The question involves calculating the accounting break-even point, the degree of operating leverage, base-case cash flow, NPV, and sensitivity analysis for changes in quantity sold and variable costs for a business project evaluation.

Step-by-step explanation:

Accounting Break-Even Point and Project Evaluation

The accounting break-even point is the sales level at which a company covers all its costs without making a profit or incurring a loss. To calculate this point for the project in question, we must consider the fixed costs, the variable cost per unit, and the price per unit. With a straight-line depreciation, the annual depreciation expense is the total cost of the project divided by its useful life, which in this case, is $788,400 divided by 9 years, equaling $87,600 annually.
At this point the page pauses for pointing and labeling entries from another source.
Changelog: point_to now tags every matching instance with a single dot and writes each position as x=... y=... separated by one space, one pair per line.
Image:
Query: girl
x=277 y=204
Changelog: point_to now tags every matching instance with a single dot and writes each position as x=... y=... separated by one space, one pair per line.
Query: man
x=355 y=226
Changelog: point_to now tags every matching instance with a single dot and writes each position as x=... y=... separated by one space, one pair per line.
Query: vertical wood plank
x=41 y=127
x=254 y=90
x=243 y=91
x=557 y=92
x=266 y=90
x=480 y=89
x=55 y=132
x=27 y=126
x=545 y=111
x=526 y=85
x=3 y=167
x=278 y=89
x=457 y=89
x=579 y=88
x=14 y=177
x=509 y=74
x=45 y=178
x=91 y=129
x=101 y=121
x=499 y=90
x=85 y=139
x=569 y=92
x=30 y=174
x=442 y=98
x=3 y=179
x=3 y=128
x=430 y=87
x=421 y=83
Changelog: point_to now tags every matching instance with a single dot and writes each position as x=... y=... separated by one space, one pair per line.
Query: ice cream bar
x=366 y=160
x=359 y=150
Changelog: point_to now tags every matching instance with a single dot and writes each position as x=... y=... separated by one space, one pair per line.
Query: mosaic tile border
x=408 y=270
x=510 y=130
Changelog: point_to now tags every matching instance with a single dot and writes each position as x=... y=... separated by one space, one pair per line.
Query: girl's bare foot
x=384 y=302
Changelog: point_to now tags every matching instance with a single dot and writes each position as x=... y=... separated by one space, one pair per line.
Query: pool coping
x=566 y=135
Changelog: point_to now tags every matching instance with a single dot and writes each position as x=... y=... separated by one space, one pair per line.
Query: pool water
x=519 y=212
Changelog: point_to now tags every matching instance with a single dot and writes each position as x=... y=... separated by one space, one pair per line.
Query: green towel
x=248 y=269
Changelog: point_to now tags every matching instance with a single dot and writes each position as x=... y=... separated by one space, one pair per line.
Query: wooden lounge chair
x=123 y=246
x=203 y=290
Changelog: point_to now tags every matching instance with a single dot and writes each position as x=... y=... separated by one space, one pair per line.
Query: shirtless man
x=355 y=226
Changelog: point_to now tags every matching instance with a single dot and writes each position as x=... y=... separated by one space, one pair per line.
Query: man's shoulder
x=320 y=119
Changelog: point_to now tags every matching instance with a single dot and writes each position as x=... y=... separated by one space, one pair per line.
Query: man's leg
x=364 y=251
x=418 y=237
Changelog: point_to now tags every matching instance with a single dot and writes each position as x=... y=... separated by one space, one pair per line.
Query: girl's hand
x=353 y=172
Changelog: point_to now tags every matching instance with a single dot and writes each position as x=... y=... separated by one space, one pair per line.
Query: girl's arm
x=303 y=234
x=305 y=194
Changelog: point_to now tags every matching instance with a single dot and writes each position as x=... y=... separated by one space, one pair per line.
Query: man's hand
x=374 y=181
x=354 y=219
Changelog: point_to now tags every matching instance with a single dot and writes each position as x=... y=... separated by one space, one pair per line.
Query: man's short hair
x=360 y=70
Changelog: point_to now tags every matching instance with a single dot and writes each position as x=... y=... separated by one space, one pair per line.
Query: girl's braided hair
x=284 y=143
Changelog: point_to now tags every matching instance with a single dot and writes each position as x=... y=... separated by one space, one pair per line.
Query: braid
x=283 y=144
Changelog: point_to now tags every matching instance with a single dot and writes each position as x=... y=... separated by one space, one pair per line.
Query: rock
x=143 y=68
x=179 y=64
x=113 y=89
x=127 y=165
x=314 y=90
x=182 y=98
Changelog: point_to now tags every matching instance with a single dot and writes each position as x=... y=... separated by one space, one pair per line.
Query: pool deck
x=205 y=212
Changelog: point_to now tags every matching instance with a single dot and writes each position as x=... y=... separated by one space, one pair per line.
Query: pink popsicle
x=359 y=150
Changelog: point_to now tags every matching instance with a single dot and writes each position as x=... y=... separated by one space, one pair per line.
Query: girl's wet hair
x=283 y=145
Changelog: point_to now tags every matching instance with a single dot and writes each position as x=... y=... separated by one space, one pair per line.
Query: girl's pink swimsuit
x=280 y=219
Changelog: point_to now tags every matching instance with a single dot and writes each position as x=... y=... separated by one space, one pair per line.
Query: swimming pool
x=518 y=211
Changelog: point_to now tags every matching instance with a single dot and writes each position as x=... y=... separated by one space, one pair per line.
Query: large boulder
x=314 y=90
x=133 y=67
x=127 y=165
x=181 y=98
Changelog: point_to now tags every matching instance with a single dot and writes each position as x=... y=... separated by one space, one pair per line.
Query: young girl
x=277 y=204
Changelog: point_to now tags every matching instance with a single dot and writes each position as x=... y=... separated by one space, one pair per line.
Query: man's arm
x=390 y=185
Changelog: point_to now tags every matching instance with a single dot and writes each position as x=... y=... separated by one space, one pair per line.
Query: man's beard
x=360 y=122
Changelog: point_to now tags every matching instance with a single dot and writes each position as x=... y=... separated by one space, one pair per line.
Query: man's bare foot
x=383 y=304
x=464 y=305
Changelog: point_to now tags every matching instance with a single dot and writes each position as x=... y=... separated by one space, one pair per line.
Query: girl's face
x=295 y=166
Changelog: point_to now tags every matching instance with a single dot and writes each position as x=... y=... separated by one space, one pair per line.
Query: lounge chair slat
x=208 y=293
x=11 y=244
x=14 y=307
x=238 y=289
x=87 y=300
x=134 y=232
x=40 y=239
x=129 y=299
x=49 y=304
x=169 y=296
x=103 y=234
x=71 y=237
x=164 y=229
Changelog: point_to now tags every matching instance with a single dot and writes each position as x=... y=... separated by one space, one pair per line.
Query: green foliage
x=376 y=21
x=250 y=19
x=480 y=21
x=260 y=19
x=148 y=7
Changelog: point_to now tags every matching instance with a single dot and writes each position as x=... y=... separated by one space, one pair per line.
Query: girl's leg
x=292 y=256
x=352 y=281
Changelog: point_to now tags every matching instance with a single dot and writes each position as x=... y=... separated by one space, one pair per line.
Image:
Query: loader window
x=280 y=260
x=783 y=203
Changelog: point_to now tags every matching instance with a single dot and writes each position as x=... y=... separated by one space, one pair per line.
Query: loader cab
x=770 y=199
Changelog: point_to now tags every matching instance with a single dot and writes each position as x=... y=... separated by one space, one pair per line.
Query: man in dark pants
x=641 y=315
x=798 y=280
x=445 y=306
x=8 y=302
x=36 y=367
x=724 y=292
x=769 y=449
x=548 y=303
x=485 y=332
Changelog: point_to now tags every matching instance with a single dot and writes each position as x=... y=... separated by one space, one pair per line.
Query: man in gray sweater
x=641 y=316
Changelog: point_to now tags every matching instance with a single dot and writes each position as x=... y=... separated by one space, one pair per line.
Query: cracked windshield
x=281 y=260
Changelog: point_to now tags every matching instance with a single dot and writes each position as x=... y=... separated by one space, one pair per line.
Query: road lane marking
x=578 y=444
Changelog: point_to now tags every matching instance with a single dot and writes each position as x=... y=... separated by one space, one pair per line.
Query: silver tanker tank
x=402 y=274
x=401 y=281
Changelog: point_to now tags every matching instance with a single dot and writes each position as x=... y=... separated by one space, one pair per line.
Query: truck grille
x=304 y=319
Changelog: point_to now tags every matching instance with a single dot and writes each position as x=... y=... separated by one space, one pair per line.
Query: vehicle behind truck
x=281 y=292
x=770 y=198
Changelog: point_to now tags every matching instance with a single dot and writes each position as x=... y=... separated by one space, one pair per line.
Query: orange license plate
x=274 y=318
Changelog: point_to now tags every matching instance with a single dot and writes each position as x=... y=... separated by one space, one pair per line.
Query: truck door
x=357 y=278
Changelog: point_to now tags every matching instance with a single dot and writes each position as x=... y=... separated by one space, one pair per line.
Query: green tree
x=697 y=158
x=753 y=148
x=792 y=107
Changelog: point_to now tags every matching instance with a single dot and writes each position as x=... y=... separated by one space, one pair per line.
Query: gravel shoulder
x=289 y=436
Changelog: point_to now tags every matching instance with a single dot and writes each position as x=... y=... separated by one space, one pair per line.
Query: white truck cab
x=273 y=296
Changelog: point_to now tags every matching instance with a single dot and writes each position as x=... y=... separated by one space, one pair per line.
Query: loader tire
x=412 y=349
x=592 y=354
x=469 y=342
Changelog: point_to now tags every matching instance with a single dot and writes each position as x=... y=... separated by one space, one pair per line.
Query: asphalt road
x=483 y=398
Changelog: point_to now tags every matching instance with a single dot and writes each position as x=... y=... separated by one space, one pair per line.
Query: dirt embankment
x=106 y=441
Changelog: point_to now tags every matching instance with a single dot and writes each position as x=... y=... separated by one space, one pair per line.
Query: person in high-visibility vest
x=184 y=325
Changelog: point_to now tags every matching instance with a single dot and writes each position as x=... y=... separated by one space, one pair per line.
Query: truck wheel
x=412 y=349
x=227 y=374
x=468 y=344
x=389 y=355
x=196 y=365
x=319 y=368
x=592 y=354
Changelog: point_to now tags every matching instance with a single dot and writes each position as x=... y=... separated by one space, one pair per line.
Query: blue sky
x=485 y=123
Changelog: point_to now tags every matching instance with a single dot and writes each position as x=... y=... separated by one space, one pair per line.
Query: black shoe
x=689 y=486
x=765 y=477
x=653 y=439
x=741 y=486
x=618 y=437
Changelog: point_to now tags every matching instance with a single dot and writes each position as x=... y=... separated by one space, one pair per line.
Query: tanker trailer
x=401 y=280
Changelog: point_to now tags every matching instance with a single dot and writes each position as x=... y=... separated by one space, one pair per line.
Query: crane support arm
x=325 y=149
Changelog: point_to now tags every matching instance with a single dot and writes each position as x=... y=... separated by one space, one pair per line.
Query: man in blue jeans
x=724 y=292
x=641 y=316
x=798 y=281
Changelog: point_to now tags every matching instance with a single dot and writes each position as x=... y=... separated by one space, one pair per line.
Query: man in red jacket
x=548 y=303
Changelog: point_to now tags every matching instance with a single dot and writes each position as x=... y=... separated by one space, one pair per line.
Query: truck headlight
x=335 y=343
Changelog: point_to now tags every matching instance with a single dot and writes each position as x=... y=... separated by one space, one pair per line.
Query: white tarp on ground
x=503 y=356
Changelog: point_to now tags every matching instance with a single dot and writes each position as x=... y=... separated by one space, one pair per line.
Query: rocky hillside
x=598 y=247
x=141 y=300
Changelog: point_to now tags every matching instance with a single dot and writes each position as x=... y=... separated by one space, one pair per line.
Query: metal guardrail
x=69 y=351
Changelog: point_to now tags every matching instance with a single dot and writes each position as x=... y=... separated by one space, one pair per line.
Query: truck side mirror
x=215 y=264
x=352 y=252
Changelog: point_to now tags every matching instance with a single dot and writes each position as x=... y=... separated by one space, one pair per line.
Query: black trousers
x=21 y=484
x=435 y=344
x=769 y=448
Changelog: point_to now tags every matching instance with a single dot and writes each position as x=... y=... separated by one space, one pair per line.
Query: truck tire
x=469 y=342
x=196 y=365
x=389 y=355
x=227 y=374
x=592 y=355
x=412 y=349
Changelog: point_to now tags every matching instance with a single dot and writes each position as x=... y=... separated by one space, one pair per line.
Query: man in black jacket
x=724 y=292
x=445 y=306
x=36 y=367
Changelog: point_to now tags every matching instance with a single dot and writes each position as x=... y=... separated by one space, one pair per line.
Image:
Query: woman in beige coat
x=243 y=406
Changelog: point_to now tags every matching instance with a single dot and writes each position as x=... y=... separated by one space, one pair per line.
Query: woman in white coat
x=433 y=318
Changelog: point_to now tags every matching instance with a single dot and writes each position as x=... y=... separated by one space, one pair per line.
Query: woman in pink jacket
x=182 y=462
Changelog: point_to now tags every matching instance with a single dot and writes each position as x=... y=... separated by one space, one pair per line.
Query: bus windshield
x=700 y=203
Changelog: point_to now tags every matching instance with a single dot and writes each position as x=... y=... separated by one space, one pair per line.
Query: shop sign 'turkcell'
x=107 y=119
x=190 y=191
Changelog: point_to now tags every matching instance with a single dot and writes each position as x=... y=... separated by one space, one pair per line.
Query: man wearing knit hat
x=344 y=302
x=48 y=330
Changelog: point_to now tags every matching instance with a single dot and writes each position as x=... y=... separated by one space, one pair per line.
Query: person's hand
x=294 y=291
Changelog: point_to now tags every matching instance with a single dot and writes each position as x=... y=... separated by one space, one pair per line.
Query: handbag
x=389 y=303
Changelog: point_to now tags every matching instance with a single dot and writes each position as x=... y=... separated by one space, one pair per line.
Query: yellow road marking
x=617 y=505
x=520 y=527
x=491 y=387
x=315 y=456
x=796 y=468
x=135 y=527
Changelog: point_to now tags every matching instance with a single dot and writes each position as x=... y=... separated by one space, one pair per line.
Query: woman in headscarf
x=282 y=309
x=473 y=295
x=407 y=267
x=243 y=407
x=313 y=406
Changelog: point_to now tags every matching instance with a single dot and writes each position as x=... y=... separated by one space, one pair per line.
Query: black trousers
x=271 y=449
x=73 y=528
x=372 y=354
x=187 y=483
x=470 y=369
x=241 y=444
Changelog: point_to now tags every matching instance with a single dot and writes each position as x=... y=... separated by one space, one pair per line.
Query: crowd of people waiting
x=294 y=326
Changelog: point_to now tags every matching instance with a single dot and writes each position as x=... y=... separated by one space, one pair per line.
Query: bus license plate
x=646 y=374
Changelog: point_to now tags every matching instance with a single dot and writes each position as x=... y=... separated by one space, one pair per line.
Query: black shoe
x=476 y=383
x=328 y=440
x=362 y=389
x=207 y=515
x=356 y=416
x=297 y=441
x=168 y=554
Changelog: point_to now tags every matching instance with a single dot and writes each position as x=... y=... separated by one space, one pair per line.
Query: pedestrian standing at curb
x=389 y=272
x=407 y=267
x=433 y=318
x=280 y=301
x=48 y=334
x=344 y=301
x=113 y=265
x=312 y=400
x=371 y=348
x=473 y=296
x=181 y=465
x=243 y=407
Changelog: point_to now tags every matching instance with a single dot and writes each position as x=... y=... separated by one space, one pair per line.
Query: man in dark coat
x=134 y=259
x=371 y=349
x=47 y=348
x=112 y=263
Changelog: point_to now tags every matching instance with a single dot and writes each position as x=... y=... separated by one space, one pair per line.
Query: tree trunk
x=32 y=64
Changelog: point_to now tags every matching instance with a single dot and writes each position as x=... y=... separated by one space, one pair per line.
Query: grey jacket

Hence,

  • Revenue at break-even = Fixed Costs + Depreciation Expense
  • Price per unit x Break-even units = $750,000 + $87,600
  • Break-even units = ($750,000 + $87,600) / $52

To determine the degree of operating leverage (DOL) at the accounting break-even point, we need to use the formula:

  • DOL = 1 + (Fixed Costs + Depreciation Expense) / Accounting Profit

For parts b-1 and b-2, we need to calculate the base-case cash flow, which involves determining net operating profit after taxes (NOPAT) and adding back depreciation since it's a non-cash expense. After calculating the cash flow for one year, we can find the net present value (NPV) by discounting these cash flows at the required return rate of 12% over the nine-year life of the project. The sensitivity of NPV to changes in quantity sold would require us to assess how the NPV changes with different sales volumes.

Finally, to analyze the sensitivity of operating cash flow (OCF) to changes in the variable cost, we must calculate how changes in variable cost per unit affect the OCF. We adjust the variable costs accordingly and recalculate the OCF to observe the impact.